Ovaran Cancer is one of the biggest scares when it comes to a woman’s health. Now, a panel of experts are saying that the tests that are commonly performed to check for the cancer may be doing more harm than good. Read more below.
Tests commonly recommended to screen healthy women for ovarian cancer do more harm than good and should not be performed, a panel of medical experts said on Monday.
The screenings — blood tests for a substance linked to cancer and ultrasound scans to examine the ovaries — do not lower the death rate from the disease, and they yield many false-positive results that lead to unnecessary operations with high complication rates, the panel said.
“There is no existing method of screening for ovarian cancer that is effective in reducing deaths,” said Dr. Virginia A. Moyer, the chairwoman of the expert panel, the United States Preventive Services Task Force. “In fact, a high percentage of women who undergo screening experience false-positive test results and consequently may be subjected to unnecessary harms, such as major surgery.”

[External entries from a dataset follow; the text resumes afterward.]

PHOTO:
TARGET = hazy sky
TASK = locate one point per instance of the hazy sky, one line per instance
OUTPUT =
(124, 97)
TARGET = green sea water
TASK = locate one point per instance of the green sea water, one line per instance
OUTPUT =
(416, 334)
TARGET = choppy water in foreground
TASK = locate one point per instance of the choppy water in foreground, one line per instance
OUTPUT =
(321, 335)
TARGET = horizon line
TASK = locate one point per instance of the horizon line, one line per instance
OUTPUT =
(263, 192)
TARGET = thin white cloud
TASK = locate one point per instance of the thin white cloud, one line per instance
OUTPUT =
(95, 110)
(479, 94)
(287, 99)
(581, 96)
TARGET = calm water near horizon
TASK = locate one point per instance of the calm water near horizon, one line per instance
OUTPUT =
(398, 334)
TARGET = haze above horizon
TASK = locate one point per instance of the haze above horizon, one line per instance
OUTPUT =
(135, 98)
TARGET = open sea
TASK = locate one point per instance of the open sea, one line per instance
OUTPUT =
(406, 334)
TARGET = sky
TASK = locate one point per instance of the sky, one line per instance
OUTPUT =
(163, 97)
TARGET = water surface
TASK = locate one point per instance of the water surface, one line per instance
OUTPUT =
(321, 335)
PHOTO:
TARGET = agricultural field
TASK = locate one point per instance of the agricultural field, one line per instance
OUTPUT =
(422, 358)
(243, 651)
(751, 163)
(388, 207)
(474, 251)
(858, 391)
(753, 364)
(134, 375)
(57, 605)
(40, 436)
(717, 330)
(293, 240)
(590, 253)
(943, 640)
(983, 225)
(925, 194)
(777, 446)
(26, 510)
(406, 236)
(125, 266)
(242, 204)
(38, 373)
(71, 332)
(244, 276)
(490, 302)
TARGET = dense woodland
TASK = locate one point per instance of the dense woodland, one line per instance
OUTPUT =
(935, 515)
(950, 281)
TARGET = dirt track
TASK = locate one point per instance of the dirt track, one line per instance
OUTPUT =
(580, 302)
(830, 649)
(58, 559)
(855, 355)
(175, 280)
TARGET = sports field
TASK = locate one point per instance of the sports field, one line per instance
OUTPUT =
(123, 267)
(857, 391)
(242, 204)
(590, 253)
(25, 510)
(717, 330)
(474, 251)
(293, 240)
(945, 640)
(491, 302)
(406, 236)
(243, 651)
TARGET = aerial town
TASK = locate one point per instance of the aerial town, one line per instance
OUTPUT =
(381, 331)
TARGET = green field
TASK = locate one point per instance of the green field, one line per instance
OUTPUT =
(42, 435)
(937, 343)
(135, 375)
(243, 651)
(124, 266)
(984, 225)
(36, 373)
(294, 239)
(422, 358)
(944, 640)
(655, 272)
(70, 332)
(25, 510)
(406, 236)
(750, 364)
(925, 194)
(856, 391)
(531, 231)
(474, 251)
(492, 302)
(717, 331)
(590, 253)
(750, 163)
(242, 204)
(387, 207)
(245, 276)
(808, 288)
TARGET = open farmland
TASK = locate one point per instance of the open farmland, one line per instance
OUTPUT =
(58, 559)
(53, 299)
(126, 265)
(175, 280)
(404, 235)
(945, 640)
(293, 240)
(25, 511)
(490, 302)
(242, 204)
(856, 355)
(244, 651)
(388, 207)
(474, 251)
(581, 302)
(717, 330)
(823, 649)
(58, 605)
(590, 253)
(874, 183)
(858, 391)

The advice against testing applies only to healthy women with an average risk of ovarian cancer, not to those with suspicious symptoms or those at high risk because they carry certain genetic mutations or have a family history of the disease.
The recommendations are just the latest in a series of challenges to cancer screenings issued by the panel, which has also rejected P.S.A. screening for prostate cancer in men and routine mammograms in women under 50. The task force is a group of 16 experts, appointed by the government but independent, that makes recommendations about screening tests and other efforts to prevent disease. Its advice is based on medical evidence, not cost.